A incerteza provocada pela crise política no Brasil que se arrasta desde o final da eleição presidencial de 2014 nos deixa frente a frente com uma convicção: o risco do revés no que diz respeito aos avanços sociais. Certamente um eventual governo de Michel Temer, sem legitimidade e apoio popular, levará à bancarrota uma série de programas sociais implantados com sucesso nos últimos anos. Primeiro porque mantê-los não faz parte do perfil nem do desejo do grupo que poderá assumir o país. Segundo porque tais avanços representam uma ameaça às pretensões políticas alinhadas com a visão Centro-Direitista de governar.

Recentemente, após o andamento do processo de impeachment de Dilma Rousseff em Brasília, o deputado federal João Daniel (PT/SE) usou a tribuna da Câmara dos Deputados para falar em retrocesso, caso os fatos se concretizem. Em Sergipe, o deputado estadual Francisco Gualberto (PT) fala em decepções para o povo que não está conseguindo enxergar o mal que vem à frente. E todas essas preocupações têm lógica.
No governo de Centro-Direita haverá cortes significativos em programas sociais que viraram bandeira do poder público nos últimos 12 anos. Bolsa Família é o mais famoso por ter conseguido tirar 30 milhões de famílias da situação de miséria, fazendo a economia girar e fortalecendo as relações de sociais em muitas localidades. Por esses motivos deve sofrer retaliações. "Garantir renda às famílias pobres tem efeitos positivos na alimentação, saúde e frequência escolar de milhões de crianças e jovens, além de inibir o ingresso precoce no mundo do trabalho", disse a ministra Tereza Campello, do Desenvolvimento Social e Combate à Fome (MDS), preocupada com o futuro do programa.

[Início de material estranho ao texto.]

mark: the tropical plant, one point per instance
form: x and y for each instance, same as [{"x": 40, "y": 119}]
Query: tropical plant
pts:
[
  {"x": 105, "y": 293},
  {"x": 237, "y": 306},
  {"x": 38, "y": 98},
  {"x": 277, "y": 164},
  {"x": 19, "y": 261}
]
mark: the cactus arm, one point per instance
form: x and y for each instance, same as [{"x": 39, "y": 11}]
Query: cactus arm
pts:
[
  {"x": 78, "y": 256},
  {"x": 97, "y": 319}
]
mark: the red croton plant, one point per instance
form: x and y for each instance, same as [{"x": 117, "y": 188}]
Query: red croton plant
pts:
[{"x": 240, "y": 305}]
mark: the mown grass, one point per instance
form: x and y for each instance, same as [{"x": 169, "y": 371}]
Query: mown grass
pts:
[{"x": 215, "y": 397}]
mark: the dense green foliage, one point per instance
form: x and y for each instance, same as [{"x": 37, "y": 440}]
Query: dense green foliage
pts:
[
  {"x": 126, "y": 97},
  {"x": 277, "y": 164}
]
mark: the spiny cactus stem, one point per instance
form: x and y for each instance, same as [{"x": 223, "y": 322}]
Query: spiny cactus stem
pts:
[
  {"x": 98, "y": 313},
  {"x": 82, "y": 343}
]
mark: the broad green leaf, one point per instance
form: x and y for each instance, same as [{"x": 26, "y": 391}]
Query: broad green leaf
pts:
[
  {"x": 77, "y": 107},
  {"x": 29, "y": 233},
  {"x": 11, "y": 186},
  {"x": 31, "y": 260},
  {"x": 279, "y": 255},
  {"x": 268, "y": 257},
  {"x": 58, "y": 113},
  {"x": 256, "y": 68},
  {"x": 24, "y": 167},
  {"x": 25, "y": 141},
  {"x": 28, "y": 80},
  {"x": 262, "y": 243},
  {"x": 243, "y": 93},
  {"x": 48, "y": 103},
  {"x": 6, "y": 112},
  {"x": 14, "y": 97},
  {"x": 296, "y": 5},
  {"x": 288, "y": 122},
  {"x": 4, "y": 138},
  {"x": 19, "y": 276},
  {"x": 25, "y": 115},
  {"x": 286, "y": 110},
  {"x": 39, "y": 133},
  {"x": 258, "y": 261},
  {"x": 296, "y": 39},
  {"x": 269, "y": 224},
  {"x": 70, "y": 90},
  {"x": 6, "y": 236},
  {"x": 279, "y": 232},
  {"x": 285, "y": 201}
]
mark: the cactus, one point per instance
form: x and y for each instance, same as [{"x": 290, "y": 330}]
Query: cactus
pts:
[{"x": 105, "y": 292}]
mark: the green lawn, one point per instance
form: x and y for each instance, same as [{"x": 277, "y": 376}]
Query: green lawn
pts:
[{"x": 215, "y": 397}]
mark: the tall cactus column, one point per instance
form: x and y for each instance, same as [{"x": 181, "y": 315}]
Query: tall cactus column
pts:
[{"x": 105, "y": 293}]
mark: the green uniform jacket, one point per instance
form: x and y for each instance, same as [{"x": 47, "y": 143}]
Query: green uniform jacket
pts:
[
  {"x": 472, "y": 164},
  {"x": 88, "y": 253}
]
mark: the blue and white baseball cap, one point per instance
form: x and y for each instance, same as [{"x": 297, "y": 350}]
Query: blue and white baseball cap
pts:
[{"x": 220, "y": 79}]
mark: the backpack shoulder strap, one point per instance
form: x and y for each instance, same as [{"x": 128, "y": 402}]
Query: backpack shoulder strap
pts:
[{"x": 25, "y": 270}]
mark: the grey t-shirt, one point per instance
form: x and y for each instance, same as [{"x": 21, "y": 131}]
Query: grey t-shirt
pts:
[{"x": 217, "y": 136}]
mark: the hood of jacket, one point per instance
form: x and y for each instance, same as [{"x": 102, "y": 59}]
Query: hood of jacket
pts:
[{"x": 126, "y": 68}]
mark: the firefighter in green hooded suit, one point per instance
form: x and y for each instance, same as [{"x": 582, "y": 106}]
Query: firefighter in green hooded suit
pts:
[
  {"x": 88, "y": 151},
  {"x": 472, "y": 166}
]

A propósito, a revisão cadastral feita esse ano mostrou que mais de 604 mil famílias do Bolsa Família melhoraram de vida em 2015. Um grande avanço, até porque nesse contexto se incluem programas exitosos como o Minha Casa Minha Vida, Mais Médicos, além de projetos de saneamento básico que contemplam grande parte dos municípios brasileiros. Tudo isso é fato.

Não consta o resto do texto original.